On one occasion, a very large error occurs. The error would also have been technically possible under your original, human-only operation, but because it has occurred under an ‘unsupervised AI’ system it faces extreme public and regulatory scrutiny. Since your firm is at the vanguard of such work, there is no precedent for what ‘reasonable controls’ or ‘acceptable mistakes’ looks like. You have made $90M in efficiency savings and have moved your firm into unknown territory.
Final result for your investment: $90M savings + catastrophic direct and indirect remediation costs + you have been fired.
The Result
The safe path, that brings savings without incremental risk, is to adopt human-in-the-loop or human-on-the-loop AI augmentation, often in a two-step process. Other paths are viable but are decided by the firm’s risk tolerance, not the direct savings of the technology itself.

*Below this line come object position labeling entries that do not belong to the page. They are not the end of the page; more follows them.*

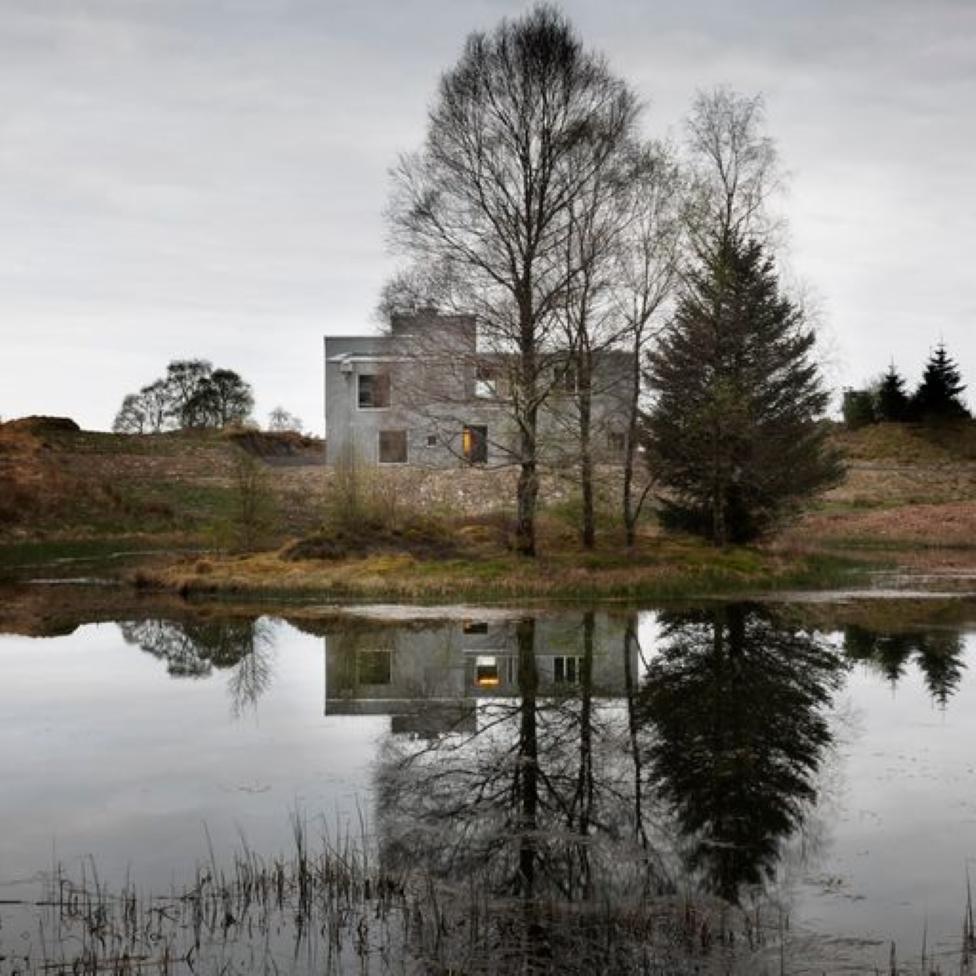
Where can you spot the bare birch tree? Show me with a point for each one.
(519, 127)
(734, 166)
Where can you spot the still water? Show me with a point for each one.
(816, 762)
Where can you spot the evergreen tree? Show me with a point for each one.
(733, 435)
(938, 396)
(893, 402)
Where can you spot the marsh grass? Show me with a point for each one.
(329, 907)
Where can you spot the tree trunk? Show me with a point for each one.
(528, 756)
(528, 481)
(630, 449)
(585, 393)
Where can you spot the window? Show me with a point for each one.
(485, 383)
(474, 444)
(374, 391)
(567, 379)
(374, 667)
(566, 670)
(393, 447)
(486, 671)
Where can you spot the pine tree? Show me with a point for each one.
(938, 396)
(893, 402)
(733, 435)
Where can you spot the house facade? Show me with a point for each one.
(427, 395)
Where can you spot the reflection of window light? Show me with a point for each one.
(565, 670)
(374, 391)
(393, 447)
(486, 671)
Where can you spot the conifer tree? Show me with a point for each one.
(733, 435)
(893, 402)
(938, 396)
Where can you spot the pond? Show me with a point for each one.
(779, 786)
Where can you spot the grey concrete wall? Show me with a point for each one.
(433, 395)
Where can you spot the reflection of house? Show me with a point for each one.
(430, 678)
(426, 394)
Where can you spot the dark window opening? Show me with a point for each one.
(374, 667)
(566, 670)
(374, 391)
(474, 444)
(393, 447)
(485, 383)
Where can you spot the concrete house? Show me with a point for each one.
(427, 395)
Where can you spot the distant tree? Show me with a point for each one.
(220, 399)
(520, 127)
(132, 417)
(892, 400)
(156, 401)
(184, 377)
(733, 434)
(191, 394)
(938, 396)
(281, 420)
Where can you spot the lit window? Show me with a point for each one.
(374, 667)
(393, 447)
(374, 391)
(474, 444)
(567, 378)
(565, 670)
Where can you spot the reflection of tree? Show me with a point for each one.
(538, 800)
(937, 654)
(193, 648)
(533, 809)
(737, 704)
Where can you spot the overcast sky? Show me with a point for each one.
(206, 178)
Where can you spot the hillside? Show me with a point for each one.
(57, 481)
(906, 488)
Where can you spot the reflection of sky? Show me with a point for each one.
(101, 752)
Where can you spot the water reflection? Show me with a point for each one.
(194, 648)
(738, 703)
(556, 780)
(937, 654)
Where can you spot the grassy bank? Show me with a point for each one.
(83, 503)
(661, 568)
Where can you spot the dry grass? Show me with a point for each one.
(658, 567)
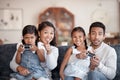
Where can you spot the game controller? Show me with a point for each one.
(27, 46)
(90, 54)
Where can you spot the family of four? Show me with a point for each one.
(37, 55)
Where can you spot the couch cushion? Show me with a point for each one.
(6, 54)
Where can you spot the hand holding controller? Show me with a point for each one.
(27, 46)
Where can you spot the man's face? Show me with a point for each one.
(96, 36)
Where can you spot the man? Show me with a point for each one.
(103, 64)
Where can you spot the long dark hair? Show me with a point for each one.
(29, 29)
(45, 24)
(79, 29)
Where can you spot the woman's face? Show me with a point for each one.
(96, 36)
(29, 38)
(78, 38)
(46, 35)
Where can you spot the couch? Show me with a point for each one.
(7, 51)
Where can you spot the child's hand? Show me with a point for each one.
(81, 55)
(94, 62)
(48, 48)
(33, 48)
(20, 49)
(62, 75)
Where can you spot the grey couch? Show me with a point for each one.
(7, 51)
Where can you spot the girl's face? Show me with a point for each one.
(78, 38)
(46, 35)
(29, 38)
(96, 36)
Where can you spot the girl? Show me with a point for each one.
(76, 58)
(28, 56)
(47, 47)
(47, 43)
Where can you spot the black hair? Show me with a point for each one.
(79, 29)
(29, 29)
(45, 24)
(97, 24)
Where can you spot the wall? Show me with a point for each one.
(84, 11)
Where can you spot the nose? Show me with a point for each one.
(29, 40)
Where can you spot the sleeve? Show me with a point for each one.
(51, 59)
(13, 64)
(109, 68)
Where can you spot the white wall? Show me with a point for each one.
(82, 9)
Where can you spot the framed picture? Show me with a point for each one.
(10, 19)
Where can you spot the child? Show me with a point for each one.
(28, 56)
(47, 42)
(76, 58)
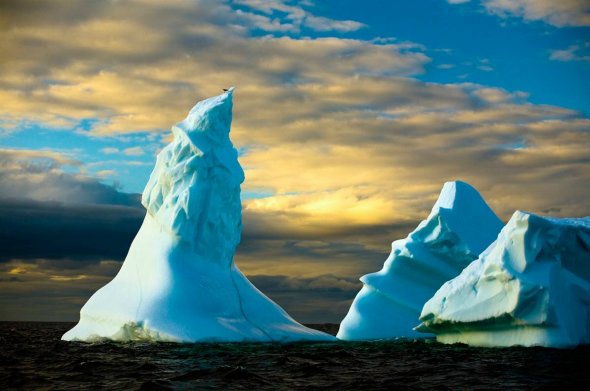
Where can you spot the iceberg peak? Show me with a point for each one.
(459, 226)
(179, 281)
(531, 287)
(208, 122)
(465, 212)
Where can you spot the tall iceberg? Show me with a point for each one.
(460, 226)
(531, 287)
(179, 281)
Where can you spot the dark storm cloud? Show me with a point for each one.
(32, 229)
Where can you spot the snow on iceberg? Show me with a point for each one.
(179, 281)
(459, 227)
(531, 287)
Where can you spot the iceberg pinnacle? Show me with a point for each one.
(179, 281)
(531, 287)
(459, 227)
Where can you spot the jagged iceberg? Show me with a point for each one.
(179, 281)
(459, 227)
(531, 287)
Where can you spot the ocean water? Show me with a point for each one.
(33, 357)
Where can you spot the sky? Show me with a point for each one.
(349, 116)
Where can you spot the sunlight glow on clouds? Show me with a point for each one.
(344, 146)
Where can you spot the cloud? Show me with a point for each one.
(343, 146)
(133, 151)
(40, 176)
(557, 13)
(55, 290)
(572, 53)
(278, 15)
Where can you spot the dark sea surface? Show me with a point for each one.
(33, 357)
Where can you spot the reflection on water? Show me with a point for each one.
(33, 357)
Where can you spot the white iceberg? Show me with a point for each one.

We can represent this shift visually. First, consider a generic representation of the reward-risk tradeoff.
Then, consider a representation which reflects the reality of the industry. Note that, regardless of the upside of full automation, if the maximum tolerated risk level is below the risk posed by the new system, then the investment is not viable.
The Future
Of course, these risk levels are not permanently fixed. One risk reduction path is technologically driven, in which GenAI agents become dramatically less risky than human agents and are controlled such that the maximum long-tail risk cost can be fixed at a level acceptable to firms. The other path of risk reduction is regulatory and social, in which the use of GenAI agents and the acceptability of errors generated by these agents becomes clearly understood by firms, and the controls for their ‘acceptable’ use is clearly defined. In reality, both will occur concurrently.
But today, we exist in a world in which neither holds and thus human-in or on-the-loop is the most reasonable path. The good news is that investments made in GenAI HITL and HOTL processes generate real ROI today and will be valuable for future evolutions into HOTL and HOOTL systems.